Nina MacLaughlin’s newest column, The Winter Solstice, will run for four weeks, culminating on the solstice on December 21st.

Hilma Af Klint, The Swan (No 17), 1915-1914

Two boys strung the lights on houses in Ohio. When nighttime arrived in the afternoon, they climbed their ladders. One held the loop and fed the cord to the other who reached and fastened, line of lights between them. This way they did their festive work, strung bulbs under gutters, rimmed front porches, edged the roofline trim—there they were at the peaks, making arrow-tips of light aimed into the big black nightsky.
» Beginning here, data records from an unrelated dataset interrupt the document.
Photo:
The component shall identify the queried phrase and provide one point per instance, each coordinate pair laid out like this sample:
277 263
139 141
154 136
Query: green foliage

They helixed little lights around lampposts, around and around the oak tree and the evergreen, passing the lights between them, breathing in pine needle, branches catching the collars of their coats, pitch sticky at the tips of their workgloves. Some bulbs were sharp and thorny, others round-fat egg drops. They looped the lights around the trees, lights dripped and draped as though the constellations themselves had gotten caught in the net of branches. When they finished the job, they’d knock on the door, bring the family out into the cold, ready?, and they’d flip the switch, ta-da!, and sometimes kids would leap and cheer and turn around at their parents smiling, eyes glittering, to see if they saw, too. And sometimes the parents made a sound, joy, relief, firework glow on their faces like summer. But it wasn’t summer, it was coming on Christmas as Joni Mitchell sings, and the boys saw their breath as they worked, lighting up the darkness.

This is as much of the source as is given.